Some broad examples of ongoing, important research questions are: What are the long-term impacts of changes in the distribution of child and adolescent obesity on national income and medical care cost growth, two important economic outcome variables, when considering policy initiatives to combat obesity? Relatedly, what are the nonmonetary utility (or psychological) benefits and costs associated with obesity? In the specific context of childhood and adolescent obesity, how do we balance the immediate utility (enjoyment) children reap from their consumption of unhealthy foods or beverages against the long-term monetary and health costs sown by unhealthy weight gain? Starting with a comprehensive accounting for the external benefits and costs of obesity, and improving our understanding of the appropriate role of policy when children and adolescents have limited ability to make good long-term decisions, research in economics can help make headway in answering these questions.
An illustrative thought experiment is to imagine constructing a comprehensive set of policies to combat obesity that mirrors those currently in place for a comparable risky health behavior. The health effects of tobacco consumption are in some ways like those of unhealthy food consumption, with health risks generally occurring later in life. For children and adolescents, policymakers might be relatively more concerned about a lack of foresight about long-term health effects than they would be about externalities, a perspective that, for this population, would place obesity and tobacco policy more in line.
SSB taxes have been implemented in some jurisdictions, and economists and other researchers have begun to study their impacts. Setting aside concerns about substitution to other unhealthy beverage and food products, would an outright ban on the purchase of SSB by persons under age 18 or 21 be justifiable by analogy to similar bans on cigarettes or e-cigarettes? It potentially is, but economists and other researchers would likely be better equipped to explore such questions after conducting more comprehensive, integrated research. Such integration would involve some of the existing research strengths in economics, including modeling health capital investment and measuring causal impacts of obesity on economic variables, combined with knowledge from other disciplines, such as the psychological benefits and costs of unhealthy food consumption and obesity. Behavioral economics contributes directly to this intersection, so it will likely continue to be a relevant area of fruitful research.

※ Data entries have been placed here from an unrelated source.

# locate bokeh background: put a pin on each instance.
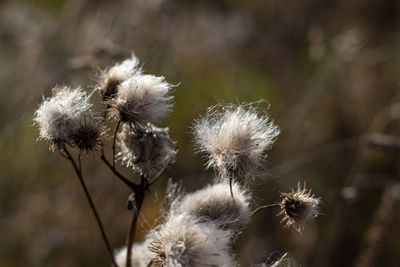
(328, 71)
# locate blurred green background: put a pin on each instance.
(327, 69)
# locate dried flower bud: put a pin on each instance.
(59, 117)
(214, 204)
(235, 140)
(182, 242)
(141, 99)
(146, 149)
(298, 206)
(114, 76)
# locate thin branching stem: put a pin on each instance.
(129, 183)
(138, 201)
(114, 140)
(78, 170)
(257, 210)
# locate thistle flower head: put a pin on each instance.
(235, 140)
(59, 117)
(182, 241)
(114, 76)
(298, 206)
(214, 204)
(141, 99)
(146, 149)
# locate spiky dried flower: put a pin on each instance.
(141, 99)
(214, 204)
(182, 241)
(111, 78)
(235, 139)
(298, 206)
(61, 118)
(146, 149)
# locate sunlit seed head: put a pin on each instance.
(114, 76)
(146, 149)
(59, 116)
(182, 241)
(214, 203)
(141, 99)
(235, 139)
(298, 207)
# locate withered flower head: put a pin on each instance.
(298, 206)
(182, 241)
(141, 99)
(146, 149)
(59, 116)
(235, 139)
(111, 78)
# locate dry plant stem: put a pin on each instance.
(257, 210)
(130, 184)
(114, 139)
(78, 170)
(138, 201)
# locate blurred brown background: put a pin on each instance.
(329, 70)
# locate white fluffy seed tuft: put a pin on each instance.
(146, 149)
(60, 117)
(214, 203)
(183, 241)
(142, 99)
(114, 76)
(142, 255)
(235, 140)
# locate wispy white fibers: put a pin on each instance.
(146, 149)
(60, 117)
(214, 203)
(141, 99)
(120, 72)
(142, 255)
(182, 241)
(235, 139)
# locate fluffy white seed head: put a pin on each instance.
(114, 76)
(235, 139)
(182, 241)
(146, 149)
(214, 203)
(60, 117)
(141, 255)
(298, 207)
(142, 99)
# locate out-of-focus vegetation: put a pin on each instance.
(328, 69)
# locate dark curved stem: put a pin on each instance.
(257, 210)
(78, 170)
(115, 137)
(139, 197)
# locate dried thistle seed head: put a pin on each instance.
(114, 76)
(141, 99)
(88, 136)
(298, 206)
(142, 255)
(182, 242)
(214, 204)
(235, 139)
(59, 117)
(146, 149)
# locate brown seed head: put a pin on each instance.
(297, 207)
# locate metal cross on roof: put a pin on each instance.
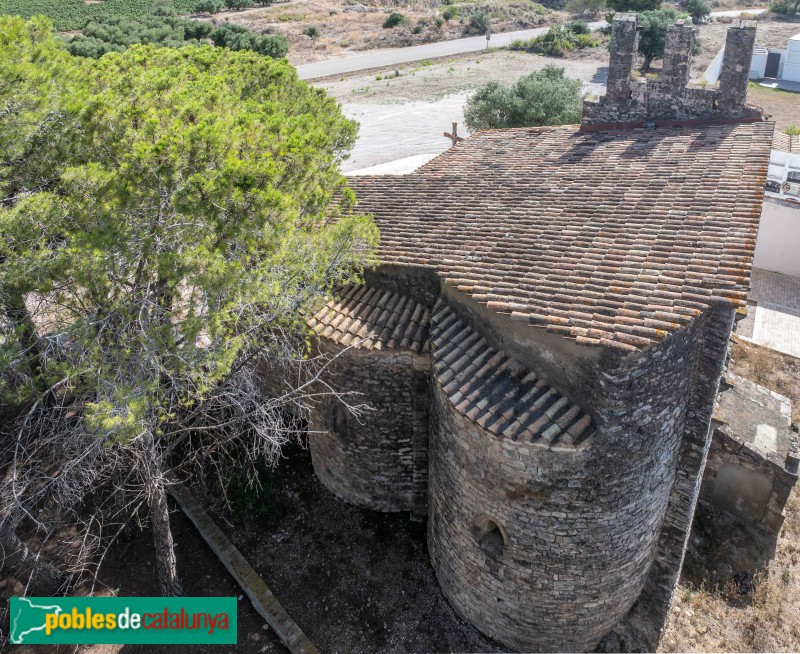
(453, 136)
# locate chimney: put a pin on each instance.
(677, 58)
(736, 66)
(622, 57)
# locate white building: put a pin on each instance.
(775, 63)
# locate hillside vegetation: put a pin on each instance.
(72, 14)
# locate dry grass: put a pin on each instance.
(774, 370)
(740, 588)
(731, 596)
(354, 25)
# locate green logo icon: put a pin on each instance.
(122, 620)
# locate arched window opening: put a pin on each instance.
(490, 536)
(339, 420)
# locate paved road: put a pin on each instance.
(394, 56)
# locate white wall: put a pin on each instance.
(778, 241)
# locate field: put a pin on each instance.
(346, 26)
(72, 14)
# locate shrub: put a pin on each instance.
(208, 7)
(479, 22)
(585, 7)
(579, 27)
(394, 19)
(236, 37)
(633, 5)
(545, 97)
(653, 36)
(698, 10)
(786, 7)
(557, 42)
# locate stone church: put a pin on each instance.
(543, 341)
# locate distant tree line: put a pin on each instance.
(165, 28)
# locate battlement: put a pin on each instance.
(667, 99)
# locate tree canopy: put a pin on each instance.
(653, 37)
(163, 27)
(633, 5)
(545, 97)
(197, 214)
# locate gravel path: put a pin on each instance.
(407, 115)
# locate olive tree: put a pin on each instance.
(201, 216)
(545, 97)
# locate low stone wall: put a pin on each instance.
(752, 463)
(377, 460)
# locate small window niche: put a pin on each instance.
(490, 536)
(338, 420)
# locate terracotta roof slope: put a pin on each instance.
(612, 238)
(368, 318)
(498, 393)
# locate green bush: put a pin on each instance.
(478, 23)
(115, 33)
(585, 7)
(236, 37)
(557, 42)
(579, 27)
(786, 7)
(73, 14)
(699, 10)
(208, 7)
(653, 36)
(394, 19)
(545, 97)
(633, 5)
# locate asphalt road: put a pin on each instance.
(390, 57)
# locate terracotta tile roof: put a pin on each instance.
(497, 392)
(613, 238)
(367, 318)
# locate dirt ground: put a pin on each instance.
(349, 25)
(740, 588)
(770, 33)
(774, 370)
(354, 580)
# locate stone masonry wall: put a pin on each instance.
(581, 528)
(667, 99)
(710, 344)
(378, 460)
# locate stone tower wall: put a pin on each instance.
(667, 100)
(379, 460)
(711, 342)
(582, 527)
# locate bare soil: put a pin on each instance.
(771, 32)
(354, 580)
(740, 588)
(774, 370)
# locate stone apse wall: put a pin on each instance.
(379, 459)
(543, 542)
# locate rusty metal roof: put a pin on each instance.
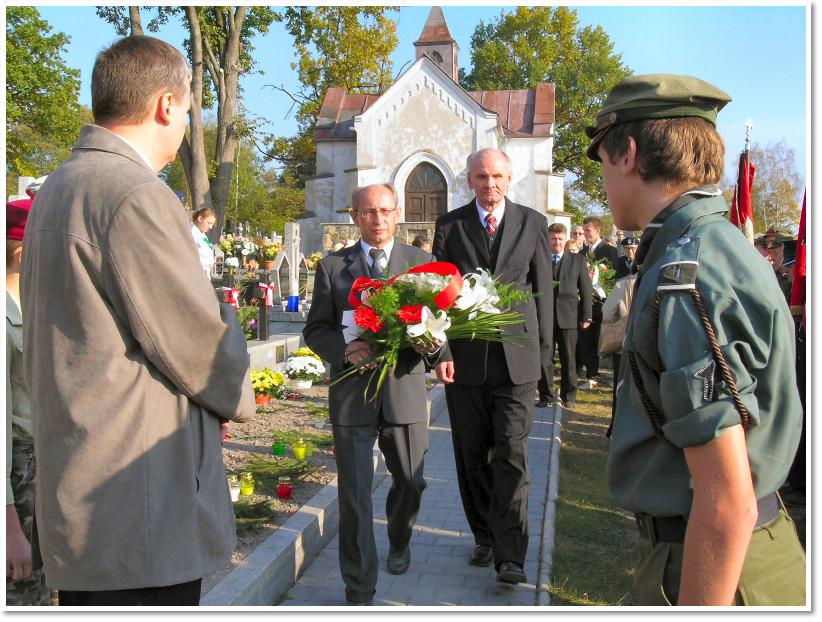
(522, 113)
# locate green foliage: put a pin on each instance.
(342, 46)
(43, 117)
(545, 44)
(776, 189)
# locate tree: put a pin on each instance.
(43, 117)
(342, 46)
(776, 189)
(256, 195)
(219, 49)
(544, 44)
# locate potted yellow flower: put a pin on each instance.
(265, 383)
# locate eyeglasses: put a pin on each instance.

For example, there has been considerable research studying the effects of menu nutrition information on consumption behavior among the general population and adults, as discussed in this article, but less attention has been devoted to studying child and adolescent populations.
Finally, ongoing debates about the structure of the social safety net in the United States and other countries will likely continue for many years, with important implications for obesity policy. In the United States, how and to what extent health insurance coverage is delivered to the population will relate to how aggressively policymakers should combat obesity prevalence. Under discussion in countries across the developed world, substantial restructuring of the social safety net to feature a universal basic income would have important effects on children and adolescents living in families whose labor-market participation, labor-market earnings, and nonlabor income would substantially change. Economists and other health-policy researchers should continue to set their research agenda with an eye to these and other far-reaching social developments.